In Nigeria, radical Muslim leaders voice moderation

ZARIA, Nigeria, Sept 27 (AFP) -Posters and bumper stickers of Osama bin Laden attest to his popularity in this northern Nigerian town, but the two most radical Islamic leaders in Africa's most populous country voice moderation.

Dressed in flowing black and white robes, and wearing a brilliant white turban, Ibraheem Zakzaky, is the leader of the 23-year-old Islamic Movement in Nigeria and has spent a total of nine years over the past two decades for his radicalism

"In the Islamic Movement, we would like to send our wholehearted condolences to the people of the United States for the tragedy of September 11," he said in an interview in the courtyard of his elegant home Thursday.

Zaria, an ancient town that is home to the best known university in northern Nigeria, has become a key centre for Islamic intellectuals in this country of more than 120 million people, roughly half of whom are Muslims.

The attacks on the United States were "a crime", he said, and "an injustice".

Osama bin Laden, the man identified by the United States as the likely organiser of the attacks was "by his utterances, a suspect", he agreed.

But he said that proof was needed and justice, not revenge against innocent Muslims, should be done.

"It was a crime.
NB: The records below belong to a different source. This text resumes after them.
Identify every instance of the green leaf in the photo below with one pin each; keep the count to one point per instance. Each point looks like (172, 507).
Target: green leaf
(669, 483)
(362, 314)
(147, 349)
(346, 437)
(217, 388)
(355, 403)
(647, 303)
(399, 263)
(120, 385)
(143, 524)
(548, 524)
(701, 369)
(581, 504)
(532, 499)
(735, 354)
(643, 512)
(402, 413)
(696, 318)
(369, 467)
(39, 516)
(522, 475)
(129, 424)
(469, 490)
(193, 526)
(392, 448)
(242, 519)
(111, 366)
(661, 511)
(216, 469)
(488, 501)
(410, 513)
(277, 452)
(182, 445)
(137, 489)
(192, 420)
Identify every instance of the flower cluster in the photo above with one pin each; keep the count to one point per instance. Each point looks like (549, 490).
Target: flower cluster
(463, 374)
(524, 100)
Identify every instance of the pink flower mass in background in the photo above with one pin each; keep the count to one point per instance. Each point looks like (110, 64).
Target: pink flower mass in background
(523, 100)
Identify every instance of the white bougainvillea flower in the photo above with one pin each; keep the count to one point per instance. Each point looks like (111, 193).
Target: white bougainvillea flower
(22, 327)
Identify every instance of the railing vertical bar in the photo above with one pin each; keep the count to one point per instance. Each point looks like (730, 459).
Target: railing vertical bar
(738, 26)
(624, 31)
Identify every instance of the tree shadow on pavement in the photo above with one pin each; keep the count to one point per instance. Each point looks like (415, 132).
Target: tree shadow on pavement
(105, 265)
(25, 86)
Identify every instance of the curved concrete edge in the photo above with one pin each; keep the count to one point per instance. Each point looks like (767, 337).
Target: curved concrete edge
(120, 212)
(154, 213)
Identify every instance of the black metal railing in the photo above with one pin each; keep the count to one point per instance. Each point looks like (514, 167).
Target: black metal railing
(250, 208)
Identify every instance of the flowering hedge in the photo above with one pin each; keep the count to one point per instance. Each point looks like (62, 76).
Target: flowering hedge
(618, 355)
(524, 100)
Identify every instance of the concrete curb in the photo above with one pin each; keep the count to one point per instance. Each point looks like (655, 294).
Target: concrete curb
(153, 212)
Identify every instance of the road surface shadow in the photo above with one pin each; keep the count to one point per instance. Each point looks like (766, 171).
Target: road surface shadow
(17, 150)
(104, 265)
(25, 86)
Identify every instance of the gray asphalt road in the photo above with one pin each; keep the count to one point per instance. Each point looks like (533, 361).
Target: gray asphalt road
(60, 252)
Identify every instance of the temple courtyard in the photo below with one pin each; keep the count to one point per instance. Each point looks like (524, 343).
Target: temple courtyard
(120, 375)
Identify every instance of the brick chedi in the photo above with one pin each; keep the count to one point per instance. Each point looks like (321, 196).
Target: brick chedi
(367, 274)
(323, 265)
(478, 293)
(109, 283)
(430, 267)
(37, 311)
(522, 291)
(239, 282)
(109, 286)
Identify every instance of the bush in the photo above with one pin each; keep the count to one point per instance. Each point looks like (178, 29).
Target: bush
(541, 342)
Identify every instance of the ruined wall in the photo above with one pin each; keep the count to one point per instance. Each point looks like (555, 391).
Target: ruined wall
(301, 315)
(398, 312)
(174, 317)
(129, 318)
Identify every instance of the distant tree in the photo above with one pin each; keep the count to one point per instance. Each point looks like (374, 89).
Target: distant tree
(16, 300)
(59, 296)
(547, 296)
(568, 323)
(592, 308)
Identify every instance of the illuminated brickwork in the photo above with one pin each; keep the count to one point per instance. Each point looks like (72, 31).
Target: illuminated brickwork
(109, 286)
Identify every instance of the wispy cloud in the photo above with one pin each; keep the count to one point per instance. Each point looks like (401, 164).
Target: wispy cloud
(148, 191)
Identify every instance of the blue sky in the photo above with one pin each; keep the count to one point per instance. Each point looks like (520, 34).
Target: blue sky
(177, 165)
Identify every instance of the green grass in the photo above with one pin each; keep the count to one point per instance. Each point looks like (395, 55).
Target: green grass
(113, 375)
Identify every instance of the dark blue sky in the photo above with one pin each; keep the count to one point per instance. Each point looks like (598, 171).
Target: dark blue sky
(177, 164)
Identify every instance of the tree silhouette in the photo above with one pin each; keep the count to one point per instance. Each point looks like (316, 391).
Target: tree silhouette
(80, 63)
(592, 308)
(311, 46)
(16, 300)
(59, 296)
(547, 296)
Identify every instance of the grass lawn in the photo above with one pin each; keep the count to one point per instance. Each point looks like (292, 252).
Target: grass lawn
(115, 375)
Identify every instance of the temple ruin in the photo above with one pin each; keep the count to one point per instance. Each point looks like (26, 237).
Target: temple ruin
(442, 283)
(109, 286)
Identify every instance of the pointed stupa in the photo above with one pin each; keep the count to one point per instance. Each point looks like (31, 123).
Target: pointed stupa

But it was a crime perpetrated by individuals and justice demands that those individuals should be tried and when found guilty they should be punished," Zakzaky said.

"Injustice has been done to America but it is not justice to commit another injustice."

The Islamic leader, a follower of the Shia sect, has shown his ability in the past to bring a million people out onto the streets in Nigeria, but said Thursday he hopes the United States will not now launch what he called "a war on all Muslims."

"The reaction, the effect it has here, depends on what the Americans do now. (US President George W.) Bush going to the mosque and saying that Islam is a religion of peace was good. Calling it a crusade was very offensive.

"There are some voices of sanity starting to be heard. But if they turn it into a war against Islam, it will radicalise the situation here," Zakzaky said.

Islam is already widely seen as on the rise in Nigeria, where 12 northern states have in the past two years introduced Islamic Sharia law, and tensions between Muslims and Christians frequently come to the surface, most recently in the city of Jos where over 500 died this month.

One of the main backers of that rise in Islam is Abubakar Mujahid, the bespectacled and studious leader of Ja'amatu Tajidmul Islami - the Movement for Islamic Revival.

Sitting cross-legged on a mat in an almost bare 12 foot by 10 foot white-washed room, his condemnations of the attacks in the United States are less fulsome than that of Zakzaky, an erstwhile mentor.

"Muslims in northern Nigeria sympathise with the innocent people who died but they feel that America deserved the blow because of its terrible foreign policies, its stand against Islam, its oppression of Muslims, its stand on Palestine," he said.

But despite the celebrations among his mainly Sunni supporters of the events of September 11, he too said they were wrong: "If America can give proof that it was Osama, then it will be justified" to attack him," he said.

"People here in Nigeria like Osama because they see him as a symbol of a Muslim standing up to the world bully, but it stops there. We might have demonstrations, but unless they go the cowboy way, it will not be more than that," he said.